Take A Few Minutes to Learn - PERL


The Few Minutes to Learn does NOT include installation of tools needed to edit or run these scripts. Once these tools are installed, start your timer...

You may copy and paste the code to your own files and test it yourself. Expand on these basic concepts, one step at a time, to create more complex scripts.

Each section contains a fully formed code segment. No additions are necessary, though you may test your own additions within this basic framework. You may combine code segments by starting with the Basic PERL framework and copying in the code found in other code segments, where appropriate.


Basic PERL Framework

Regular Expressions

Subroutines & Packages

Simple Report Formats

Compound Report Formats
Resources

Searchable PERL technical reference manual

List of PERL Resources

THE PERL Home Page

Barry B. Floyd - PERL book marks

To interpret any of the scripts, type the command:

    perl script.pl 
where script.pl is the name of your file containing the PERL code.

In general, PERL has a syntax similar in many ways to the C programming language. If you are familiar with C, learning PERL will be easier. However, there are many significant differences and some additions to the language, as well.

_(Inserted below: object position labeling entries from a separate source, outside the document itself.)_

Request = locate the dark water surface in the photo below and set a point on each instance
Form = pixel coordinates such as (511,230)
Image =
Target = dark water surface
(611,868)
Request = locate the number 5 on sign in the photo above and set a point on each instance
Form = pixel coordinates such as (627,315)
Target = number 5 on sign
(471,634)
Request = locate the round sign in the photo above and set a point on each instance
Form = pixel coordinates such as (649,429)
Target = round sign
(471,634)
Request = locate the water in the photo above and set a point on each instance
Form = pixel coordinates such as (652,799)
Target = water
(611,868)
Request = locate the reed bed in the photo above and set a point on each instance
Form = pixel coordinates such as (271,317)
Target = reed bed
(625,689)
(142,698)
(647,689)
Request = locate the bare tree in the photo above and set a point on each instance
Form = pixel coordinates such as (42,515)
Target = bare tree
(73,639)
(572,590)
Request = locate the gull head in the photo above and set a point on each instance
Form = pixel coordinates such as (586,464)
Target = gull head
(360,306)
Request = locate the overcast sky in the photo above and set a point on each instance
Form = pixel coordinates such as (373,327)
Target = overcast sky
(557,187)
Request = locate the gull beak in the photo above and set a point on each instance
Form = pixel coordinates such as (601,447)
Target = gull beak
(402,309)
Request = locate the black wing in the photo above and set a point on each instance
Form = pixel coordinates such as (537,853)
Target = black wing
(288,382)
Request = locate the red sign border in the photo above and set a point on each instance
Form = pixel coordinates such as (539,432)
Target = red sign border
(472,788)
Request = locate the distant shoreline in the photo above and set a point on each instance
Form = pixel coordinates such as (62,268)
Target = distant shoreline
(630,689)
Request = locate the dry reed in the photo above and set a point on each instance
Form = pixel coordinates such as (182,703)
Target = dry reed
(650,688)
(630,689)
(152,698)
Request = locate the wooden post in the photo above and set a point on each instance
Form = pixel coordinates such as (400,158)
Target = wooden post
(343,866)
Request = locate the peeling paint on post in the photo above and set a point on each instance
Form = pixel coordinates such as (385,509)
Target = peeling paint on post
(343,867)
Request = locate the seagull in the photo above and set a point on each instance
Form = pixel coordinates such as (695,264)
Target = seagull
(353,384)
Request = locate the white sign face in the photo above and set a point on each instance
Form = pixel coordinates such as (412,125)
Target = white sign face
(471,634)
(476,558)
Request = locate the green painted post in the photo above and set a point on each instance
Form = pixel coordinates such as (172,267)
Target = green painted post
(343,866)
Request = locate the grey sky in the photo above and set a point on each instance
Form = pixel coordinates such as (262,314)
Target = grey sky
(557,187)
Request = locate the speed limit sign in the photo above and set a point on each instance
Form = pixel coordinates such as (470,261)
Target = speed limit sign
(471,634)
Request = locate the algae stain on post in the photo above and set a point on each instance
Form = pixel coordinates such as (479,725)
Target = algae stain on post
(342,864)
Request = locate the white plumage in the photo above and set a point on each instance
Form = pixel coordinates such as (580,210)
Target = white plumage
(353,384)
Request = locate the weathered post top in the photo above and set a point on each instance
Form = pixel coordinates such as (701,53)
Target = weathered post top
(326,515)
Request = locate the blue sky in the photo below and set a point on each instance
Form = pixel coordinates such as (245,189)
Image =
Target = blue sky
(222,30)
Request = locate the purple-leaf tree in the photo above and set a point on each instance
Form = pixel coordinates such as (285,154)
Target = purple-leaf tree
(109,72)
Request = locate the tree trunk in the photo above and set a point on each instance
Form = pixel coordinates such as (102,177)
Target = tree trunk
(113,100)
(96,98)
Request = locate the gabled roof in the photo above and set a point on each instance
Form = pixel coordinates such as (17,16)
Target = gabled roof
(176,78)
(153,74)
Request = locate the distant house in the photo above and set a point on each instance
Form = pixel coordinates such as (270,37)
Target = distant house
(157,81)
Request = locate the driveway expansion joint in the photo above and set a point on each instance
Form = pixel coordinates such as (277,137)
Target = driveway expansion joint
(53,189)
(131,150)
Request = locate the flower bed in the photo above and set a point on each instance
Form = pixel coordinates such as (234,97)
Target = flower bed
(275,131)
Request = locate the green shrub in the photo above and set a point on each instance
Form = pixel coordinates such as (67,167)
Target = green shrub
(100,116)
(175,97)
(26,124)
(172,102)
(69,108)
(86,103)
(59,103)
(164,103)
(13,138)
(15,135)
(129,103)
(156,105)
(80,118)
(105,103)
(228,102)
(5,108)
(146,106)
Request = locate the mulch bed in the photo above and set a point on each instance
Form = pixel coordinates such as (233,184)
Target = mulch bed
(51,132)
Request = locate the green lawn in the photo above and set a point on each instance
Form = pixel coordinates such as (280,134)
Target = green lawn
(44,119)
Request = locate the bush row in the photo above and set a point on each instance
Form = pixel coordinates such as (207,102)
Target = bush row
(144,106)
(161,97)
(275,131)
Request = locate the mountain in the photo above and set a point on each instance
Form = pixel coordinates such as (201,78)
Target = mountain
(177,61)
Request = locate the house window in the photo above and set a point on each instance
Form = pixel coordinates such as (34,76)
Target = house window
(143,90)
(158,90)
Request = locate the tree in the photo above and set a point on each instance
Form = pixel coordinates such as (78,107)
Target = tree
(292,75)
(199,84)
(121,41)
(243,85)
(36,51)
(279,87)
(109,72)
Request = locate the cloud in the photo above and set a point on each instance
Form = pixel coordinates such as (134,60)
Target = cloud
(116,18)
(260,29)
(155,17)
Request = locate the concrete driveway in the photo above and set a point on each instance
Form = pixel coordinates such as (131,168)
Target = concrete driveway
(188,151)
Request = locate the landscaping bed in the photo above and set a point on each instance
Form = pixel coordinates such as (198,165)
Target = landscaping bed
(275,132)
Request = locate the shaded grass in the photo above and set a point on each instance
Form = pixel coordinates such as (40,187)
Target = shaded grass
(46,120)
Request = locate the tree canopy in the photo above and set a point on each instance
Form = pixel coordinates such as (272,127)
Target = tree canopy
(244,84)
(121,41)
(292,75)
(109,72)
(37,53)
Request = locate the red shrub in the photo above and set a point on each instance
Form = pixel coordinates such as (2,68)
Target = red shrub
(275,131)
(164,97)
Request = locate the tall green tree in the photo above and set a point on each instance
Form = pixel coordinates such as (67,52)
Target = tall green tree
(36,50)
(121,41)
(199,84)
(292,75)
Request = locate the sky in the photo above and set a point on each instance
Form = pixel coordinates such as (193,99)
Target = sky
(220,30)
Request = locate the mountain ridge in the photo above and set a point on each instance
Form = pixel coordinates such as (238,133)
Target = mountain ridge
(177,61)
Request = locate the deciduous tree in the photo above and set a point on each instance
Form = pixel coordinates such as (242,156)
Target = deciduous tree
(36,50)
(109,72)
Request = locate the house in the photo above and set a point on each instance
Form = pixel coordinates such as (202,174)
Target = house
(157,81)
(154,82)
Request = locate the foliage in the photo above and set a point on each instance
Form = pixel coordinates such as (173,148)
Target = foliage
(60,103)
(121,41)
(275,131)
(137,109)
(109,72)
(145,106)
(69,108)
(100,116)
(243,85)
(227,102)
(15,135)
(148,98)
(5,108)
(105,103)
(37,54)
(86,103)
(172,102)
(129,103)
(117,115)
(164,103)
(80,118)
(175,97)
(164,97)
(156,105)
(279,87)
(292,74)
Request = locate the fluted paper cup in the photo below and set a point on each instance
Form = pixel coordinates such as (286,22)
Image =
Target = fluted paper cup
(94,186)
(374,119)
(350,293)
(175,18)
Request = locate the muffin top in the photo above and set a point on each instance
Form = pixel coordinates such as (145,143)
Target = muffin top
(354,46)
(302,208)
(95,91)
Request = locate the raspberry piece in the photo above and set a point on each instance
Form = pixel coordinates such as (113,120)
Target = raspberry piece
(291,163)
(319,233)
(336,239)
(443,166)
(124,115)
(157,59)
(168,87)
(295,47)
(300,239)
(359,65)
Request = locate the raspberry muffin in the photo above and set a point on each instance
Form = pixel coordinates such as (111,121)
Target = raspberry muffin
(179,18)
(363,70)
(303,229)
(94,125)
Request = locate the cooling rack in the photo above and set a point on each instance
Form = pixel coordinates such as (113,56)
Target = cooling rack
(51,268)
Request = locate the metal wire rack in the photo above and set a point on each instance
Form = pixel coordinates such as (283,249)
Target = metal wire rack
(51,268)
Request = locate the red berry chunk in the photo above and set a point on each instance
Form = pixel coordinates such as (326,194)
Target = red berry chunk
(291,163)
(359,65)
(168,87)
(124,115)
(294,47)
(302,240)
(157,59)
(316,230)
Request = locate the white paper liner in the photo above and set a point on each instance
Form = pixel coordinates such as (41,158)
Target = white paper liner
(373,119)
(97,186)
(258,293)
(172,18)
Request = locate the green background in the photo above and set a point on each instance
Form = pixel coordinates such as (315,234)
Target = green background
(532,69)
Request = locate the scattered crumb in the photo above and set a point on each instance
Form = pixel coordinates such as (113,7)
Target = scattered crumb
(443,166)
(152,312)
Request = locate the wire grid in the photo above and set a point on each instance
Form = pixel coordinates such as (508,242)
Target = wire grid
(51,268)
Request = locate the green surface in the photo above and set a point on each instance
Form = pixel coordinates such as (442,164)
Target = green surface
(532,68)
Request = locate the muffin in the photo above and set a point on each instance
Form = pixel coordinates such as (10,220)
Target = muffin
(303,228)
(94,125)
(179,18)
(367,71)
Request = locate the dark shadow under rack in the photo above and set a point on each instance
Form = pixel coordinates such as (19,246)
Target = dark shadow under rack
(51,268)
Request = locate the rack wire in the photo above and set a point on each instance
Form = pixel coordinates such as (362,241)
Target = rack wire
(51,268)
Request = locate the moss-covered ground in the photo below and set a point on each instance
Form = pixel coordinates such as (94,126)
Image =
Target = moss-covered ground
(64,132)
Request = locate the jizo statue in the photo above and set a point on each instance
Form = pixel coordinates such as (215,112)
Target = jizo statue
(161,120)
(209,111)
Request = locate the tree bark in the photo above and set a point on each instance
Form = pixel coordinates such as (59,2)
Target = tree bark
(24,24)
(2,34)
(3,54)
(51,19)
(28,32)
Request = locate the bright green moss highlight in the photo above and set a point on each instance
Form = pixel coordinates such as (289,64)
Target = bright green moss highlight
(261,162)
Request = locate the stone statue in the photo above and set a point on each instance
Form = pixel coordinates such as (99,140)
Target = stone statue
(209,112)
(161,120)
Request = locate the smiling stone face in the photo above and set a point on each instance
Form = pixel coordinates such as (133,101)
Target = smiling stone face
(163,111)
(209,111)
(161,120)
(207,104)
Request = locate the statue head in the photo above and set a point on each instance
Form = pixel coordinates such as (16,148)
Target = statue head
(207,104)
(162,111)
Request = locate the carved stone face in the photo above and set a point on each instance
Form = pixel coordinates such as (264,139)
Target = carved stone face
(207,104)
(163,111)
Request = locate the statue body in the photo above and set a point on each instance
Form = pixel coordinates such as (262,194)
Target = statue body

NOTE: the pasted code may have a space inserted at the beginning of each line in your file. This will not cause problems, EXCEPT for the DOT . at the end of each report format block. You must make sure the DOT is in the first column after copying and pasting the code to your file.


Basic PERL Framework

 

#!/usr/local/bin/perl
#
# Read in the data file
# Print out HTML formatted lines
#

$file = 'data.txt' ;                  # Name the file
open(INFO, "<$file" ) ;               # Open the file
@lines = <INFO> ;                     # Read it into an array
close(INFO) ;                         # Close the file

print "<HTML> <HEAD> <TITLE> PERL output </TITLE> </HEAD>\n" ;
print "  <BODY>\n" ;

foreach $line (@lines)                # assign @lines to $line, one at a time
{                                     # braces {} are required, bracket code
   print "\n   <P> $line   </P>" ;    # print formatted lines to screen 
}

print "\n  </BODY>\n</HTML>\n" ;

#
# DONE
#
      

data.txt


This is the first line of text.
And a second line of text.
--------- 
A third line of text.
Now a fourth line of text.
--------- 
The fifth line of text.
Finally, the sixth line of text.



This code segment starts with a comment block, each line preceded by a # sign. The line #!/usr/local/bin/perl is not required, but if set to the correct path, will enable you to run your scripts by simply typing the script's file name (instead of perl filename.pl). This is system dependent.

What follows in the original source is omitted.